Indonesia’s solution was, together with the Japan International Cooperation Agency (JICA) and the World Bank, to establish a so-called de-risking facility, which splits the exploration risk between government and industry.  

“The de-risking facility, in my view, is a bit of a compromise solution,” says Ozawa. He adds that a more efficient solution was provided by the Philippine government, which “took all of the exploration risks until there was a stable flow of steam.” After that, plants could be built by private companies.  

Deciding to take the same path as Indonesia, the Taiwan government last year introduced the Geothermal Power Demonstration Incentive Program, which aims to encourage public and private investment in the development of geothermal power generation. The program provides incentives for both investment and exploration. 

The exploration incentive fund will be used for geological, geophysical, and geochemical surface surveys, drilling, and capacity testing. A maximum incentive funding of NT$100 million (approximately US$3.3 million) and 50% of the exploration cost can be provided for each case, with the development plan’s implementation period limited to five years. Although these incentives will aid the industry, Lai hopes for more government support. 

“Taking on more of the exploration risk would help create a healthier business environment,” she says. “We also advocate that the government share raw geological data.” Noting that the U.S., Japanese, and Philippine governments take on a larger role at the exploration stage, she encourages Taiwan to follow their examples. “Private companies can take on smaller surfaces than government, so if the government takes on a more prominent role at first, we can develop sites much faster,” she says. 

Another solution suggested by Lai is to raise the geothermal energy feed-in-tariffs (FITs), which guarantee that producers will be able to sell the electricity they generate at a price set in advance by the government under a long-term contract. At between NT$5.2 and NT$5.9 per kWh – depending on a facility’s capacity – current FITs are too low to be considered effective incentives, as companies are expected to pay much of the exploration and development costs.  

The second main risk of geothermal development relates to investments in technology. Tsui notes that a variety of technologies can be developed and utilized for geothermal power generation, and the technology selected will have a bearing on how many megawatts can be produced.  

“But once you’ve pushed through these challenges, the operating costs of geothermal compared to wind and solar are much lower,” Lai says. “The reason is that a geothermal plant runs 24/7 and has an efficiency of around 98%, compared to some of the wind and solar candidates, which might have an efficiency of around 40%.”  

Tsui and Ozawa note that geothermal energy should be seen as part of a holistic renewable energy solution that also includes wind, solar, green ammonia and hydrogen, and energy storage systems.  

“You can’t actually replace coal-fired powerplant baseload with solar or wind power because of their intermittency,” says Ozawa. While liquefied natural gas is a temporary baseload solution, it’s not a renewable source, and it is critical to gradually replace the gas with greener alternatives.
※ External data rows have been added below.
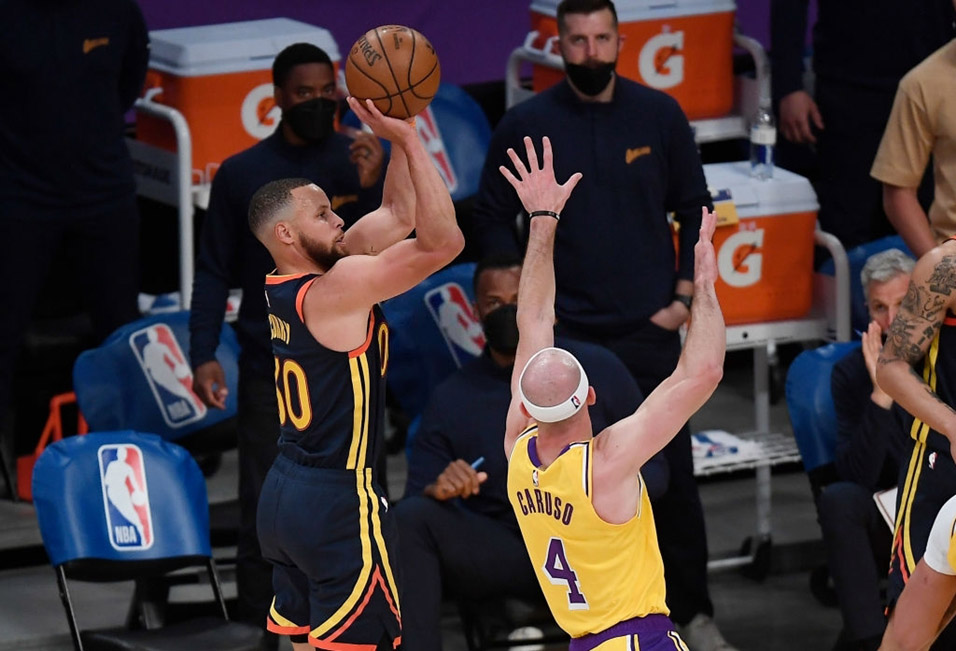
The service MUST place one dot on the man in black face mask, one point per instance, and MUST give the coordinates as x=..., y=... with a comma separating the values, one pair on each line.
x=619, y=282
x=305, y=145
x=451, y=500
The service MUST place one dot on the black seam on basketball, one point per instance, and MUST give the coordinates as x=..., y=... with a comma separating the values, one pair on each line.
x=391, y=70
x=365, y=74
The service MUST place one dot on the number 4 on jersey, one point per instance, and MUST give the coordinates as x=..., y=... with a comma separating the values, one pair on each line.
x=559, y=572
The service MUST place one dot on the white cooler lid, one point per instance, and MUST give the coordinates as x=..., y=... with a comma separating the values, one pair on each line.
x=232, y=47
x=637, y=10
x=783, y=194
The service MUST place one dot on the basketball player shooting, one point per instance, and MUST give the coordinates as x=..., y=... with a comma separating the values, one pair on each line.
x=322, y=519
x=580, y=501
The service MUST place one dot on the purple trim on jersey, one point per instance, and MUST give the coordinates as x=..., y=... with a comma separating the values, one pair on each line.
x=634, y=626
x=533, y=452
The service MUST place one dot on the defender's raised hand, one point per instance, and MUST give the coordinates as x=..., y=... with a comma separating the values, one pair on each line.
x=705, y=260
x=536, y=187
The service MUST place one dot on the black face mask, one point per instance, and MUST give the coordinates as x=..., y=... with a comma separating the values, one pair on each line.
x=590, y=80
x=501, y=329
x=312, y=120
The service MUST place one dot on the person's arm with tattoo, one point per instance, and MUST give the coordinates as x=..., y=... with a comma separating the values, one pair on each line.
x=932, y=292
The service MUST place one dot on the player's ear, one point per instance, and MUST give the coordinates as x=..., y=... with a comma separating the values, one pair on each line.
x=283, y=233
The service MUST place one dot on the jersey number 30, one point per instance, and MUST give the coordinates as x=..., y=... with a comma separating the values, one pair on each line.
x=560, y=572
x=292, y=392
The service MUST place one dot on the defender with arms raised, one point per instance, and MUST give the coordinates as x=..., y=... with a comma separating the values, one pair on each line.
x=579, y=499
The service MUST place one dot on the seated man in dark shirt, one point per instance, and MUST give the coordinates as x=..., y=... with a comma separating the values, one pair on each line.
x=458, y=531
x=870, y=445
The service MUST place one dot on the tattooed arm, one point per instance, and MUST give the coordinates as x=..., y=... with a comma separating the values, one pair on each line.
x=931, y=293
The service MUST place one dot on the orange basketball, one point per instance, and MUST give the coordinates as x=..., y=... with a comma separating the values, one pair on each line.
x=395, y=67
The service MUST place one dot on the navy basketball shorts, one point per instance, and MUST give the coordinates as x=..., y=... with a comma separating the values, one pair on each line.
x=332, y=544
x=927, y=481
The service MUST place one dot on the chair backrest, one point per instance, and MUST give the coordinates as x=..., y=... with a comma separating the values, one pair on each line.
x=857, y=257
x=140, y=378
x=120, y=496
x=456, y=134
x=810, y=402
x=432, y=331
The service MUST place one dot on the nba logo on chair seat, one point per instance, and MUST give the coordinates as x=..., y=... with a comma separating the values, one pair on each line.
x=129, y=520
x=168, y=373
x=451, y=310
x=427, y=128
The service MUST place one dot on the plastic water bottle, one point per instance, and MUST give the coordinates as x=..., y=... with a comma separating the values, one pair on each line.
x=763, y=137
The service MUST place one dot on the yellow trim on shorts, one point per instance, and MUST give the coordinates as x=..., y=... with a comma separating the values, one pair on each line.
x=279, y=619
x=678, y=642
x=382, y=548
x=357, y=449
x=916, y=468
x=360, y=383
Ozawa adds that governments “may need to invest heavily in battery systems or grid systems” to support intermittent renewable energy sources in addition to investing in geothermal energy. 
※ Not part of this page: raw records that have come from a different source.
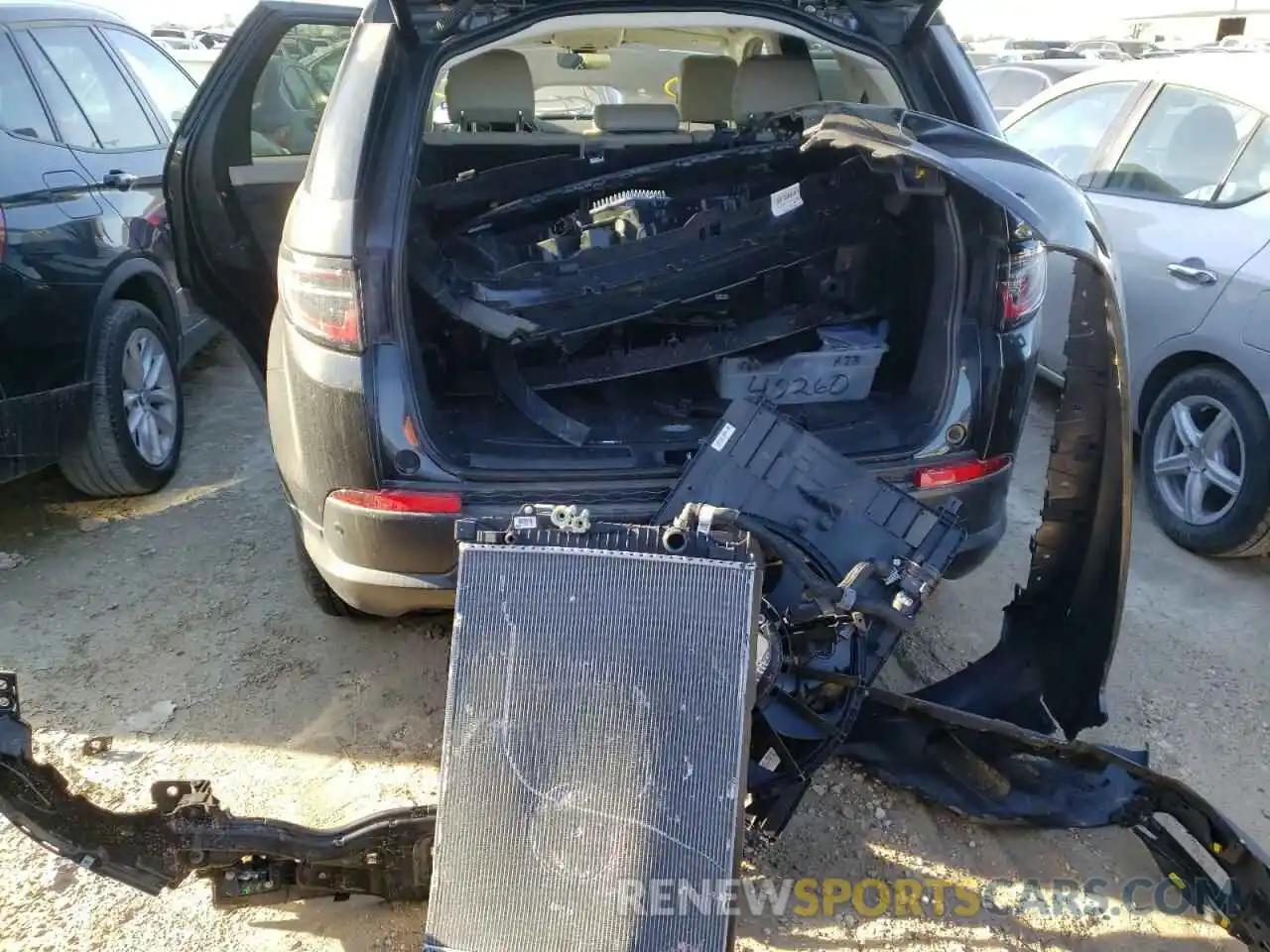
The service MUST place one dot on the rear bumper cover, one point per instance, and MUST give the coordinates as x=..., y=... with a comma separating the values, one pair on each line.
x=37, y=429
x=391, y=563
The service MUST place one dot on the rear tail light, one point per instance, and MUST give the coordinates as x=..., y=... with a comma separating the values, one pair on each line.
x=1021, y=282
x=956, y=474
x=320, y=298
x=400, y=500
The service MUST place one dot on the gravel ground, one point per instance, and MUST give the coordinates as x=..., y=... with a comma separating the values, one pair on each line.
x=176, y=624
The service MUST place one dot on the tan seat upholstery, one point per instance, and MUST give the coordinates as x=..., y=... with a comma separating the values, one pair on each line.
x=772, y=84
x=638, y=123
x=492, y=89
x=705, y=91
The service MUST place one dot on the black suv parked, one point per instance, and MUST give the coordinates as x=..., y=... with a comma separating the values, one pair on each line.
x=524, y=263
x=93, y=329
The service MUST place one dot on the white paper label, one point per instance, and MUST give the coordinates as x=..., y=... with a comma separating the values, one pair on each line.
x=786, y=199
x=719, y=442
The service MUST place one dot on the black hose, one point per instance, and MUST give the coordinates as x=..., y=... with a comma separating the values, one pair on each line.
x=883, y=612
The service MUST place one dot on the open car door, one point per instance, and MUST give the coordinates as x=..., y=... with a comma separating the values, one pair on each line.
x=240, y=154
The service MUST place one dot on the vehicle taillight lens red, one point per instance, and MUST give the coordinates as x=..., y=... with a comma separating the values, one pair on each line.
x=320, y=298
x=400, y=500
x=955, y=474
x=1021, y=285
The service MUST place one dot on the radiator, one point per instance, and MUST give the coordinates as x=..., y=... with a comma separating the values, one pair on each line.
x=594, y=744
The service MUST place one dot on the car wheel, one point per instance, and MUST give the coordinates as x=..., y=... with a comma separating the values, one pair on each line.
x=1206, y=463
x=136, y=417
x=321, y=594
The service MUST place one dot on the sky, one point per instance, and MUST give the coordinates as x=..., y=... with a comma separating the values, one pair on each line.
x=1002, y=17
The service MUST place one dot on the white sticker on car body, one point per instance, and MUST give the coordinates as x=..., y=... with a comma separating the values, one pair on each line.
x=725, y=431
x=786, y=199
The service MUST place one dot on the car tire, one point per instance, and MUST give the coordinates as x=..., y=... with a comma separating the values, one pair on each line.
x=1206, y=463
x=136, y=416
x=321, y=594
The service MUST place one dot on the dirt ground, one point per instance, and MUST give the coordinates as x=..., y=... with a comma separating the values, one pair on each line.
x=176, y=622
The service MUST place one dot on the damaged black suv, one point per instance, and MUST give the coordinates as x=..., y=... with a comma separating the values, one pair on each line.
x=532, y=250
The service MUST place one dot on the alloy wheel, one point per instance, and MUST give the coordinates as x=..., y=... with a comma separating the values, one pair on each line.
x=149, y=397
x=1198, y=460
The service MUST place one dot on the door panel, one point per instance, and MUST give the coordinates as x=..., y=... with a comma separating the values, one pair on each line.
x=239, y=155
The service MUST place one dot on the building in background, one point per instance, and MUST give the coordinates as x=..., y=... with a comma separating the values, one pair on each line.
x=1188, y=23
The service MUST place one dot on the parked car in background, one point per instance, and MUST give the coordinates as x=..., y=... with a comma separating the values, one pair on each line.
x=1010, y=85
x=93, y=324
x=1100, y=50
x=1175, y=155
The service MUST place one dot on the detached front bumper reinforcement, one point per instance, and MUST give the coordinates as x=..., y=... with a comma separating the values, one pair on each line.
x=253, y=861
x=249, y=861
Shiv Aggarwal, APAC sales and commercial leader of General Electric Renewable Energy – Hybrids, agrees with this sentiment. Currently, Taipower procures services from various providers, including makers of battery energy storage systems, to manage intermittency-related issues. But Aggarwal says that “while this is a good short-term solution for grid management, it does not directly promote the use of storage solutions.” He recommends that the government introduce a revenue mechanism that allocates a portion of revenue from fixed capacity payments to owners of systems to encourage further development of energy storage.